It is not a bug. Please go read up on how the Core 2 DTS works before advising people to modify their drivers. The fact that the temperature is that far above what the board sensor reports indicates it's most likely correct.

----------

## Link31

 *Monkeh wrote:*   

> It is not a bug. Please go read up on how the Core 2 DTS works before advising people to modify their drivers. The fact that the temperature is that far above what the board sensor reports indicates it's most likely correct.

 

I can remember having read that this was really a bug. But I can't remember where.

If you have any other information, please post a link. But I'm running a kernel with this harmless hack for several weeks without any problem.

edit: okay I found it: http://lkml.org/lkml/2008/4/18/190

I'm not sure if this could be called a bug.
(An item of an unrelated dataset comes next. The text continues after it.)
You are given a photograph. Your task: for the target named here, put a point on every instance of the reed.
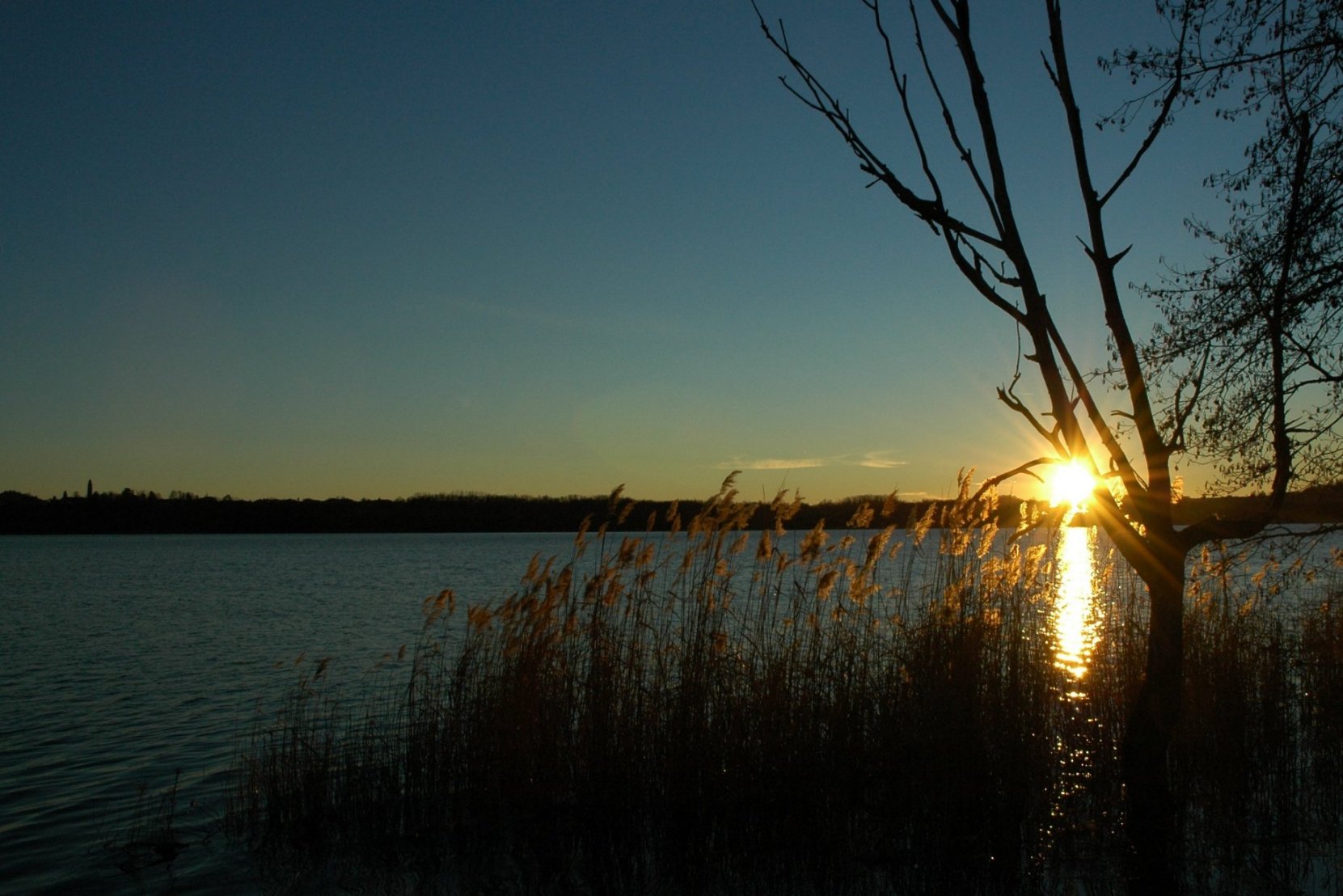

It seems that there is no reliable way to retrieve the temperature scale on Intel processors. So the kernel code may or may not be wrong, depending on your preferences. I prefer seeing lower temperatures, but I hope they will find a better way to detect the scale.

----------

## Monkeh

 *Link31 wrote:*   

>  *Monkeh wrote:*   It is not a bug. Please go read up on how the Core 2 DTS works before advising people to modify their drivers. The fact that the temperature is that far above what the board sensor reports indicates it's most likely correct. 
> 
> I can remember having read that this was really a bug. But I can't remember where.
> 
> If you have any other information, please post a link. But I'm running a kernel with this harmless hack for several weeks without any problem.
> ...

 

The lower temperatures you're seeing are incorrect. You are seeing false temperatures.

----------

## Link31

How do you know they are wrong?

Again, if you have a reliable source, please post a link here.

----------

## MostAwesomeDude

 *Link31 wrote:*   

> How do you know they are wrong?
> 
> Again, if you have a reliable source, please post a link here.

 

You didn't read the LKML thread you linked to?! Astounding.

----------

## Link31

Well, at least I post links, while you don't.

http://lkml.org/lkml/2008/4/29/663

http://lkml.org/lkml/2008/4/30/28

----------

## Monkeh

 *Link31 wrote:*   

> How do you know they are wrong?
> 
> Again, if you have a reliable source, please post a link here.

 

Because there is no way the core temperatures are the same as the board sensor temperatures. The core sensors are inside the core, the board sensor is on the surface of the board under the plastic socket, which does not transfer heat well. There is no way the core temperatures are going to be any less than 5C higher than the board reading, unless you're using water cooling or similar.

I don't have any links for you, what I have is an understanding of thermal behavior, CPU design, and a touch of common sense.

----------

## Workaphobia

Huh? Are we talking about sensors provided on the motherboard, or the readings reported by the sensors in the processor and displayed in the BIOS? Are the readings in the BIOS about the processor accurate or not?

----------

## Monkeh

 *Workaphobia wrote:*   

> Huh? Are we talking about sensors provided on the motherboard, or the readings reported by the sensors in the processor and displayed in the BIOS? Are the readings in the BIOS about the processor accurate or not?

 

No, they are not. The BIOS sensors are on the motherboard. They do not (at least none of the ones I've seen) read the sensors in the CPU.

----------

## LinuxDude

I am going to have to agree that the temps that 2.6.25 is reporting are incorrect for my E6700 cpu. The older Core 2 had a Tjmax of 85C whereas the newer chips like my E6750 have a Tjmax of 100C. The new kernel is reading 15 degrees hotter than it should be. I can confirm this by using CoreTemp for windows which was the original core temp program. The values are exactly the same using the old kernel with the 85C Tjmax. The new kernel is incorrect for some chips. There is no way that my 6700 is idling at 61C while my 6750 is idling at 38C. Same room, same cooling, etc. The 6700 would usually run 2-3 degrees hotter than the 6750, but certainly not over 20C. The older core 2 has a Tjmax of 85C. The kernel guys need to talk to the devs at http://www.alcpu.com/CoreTemp/

----------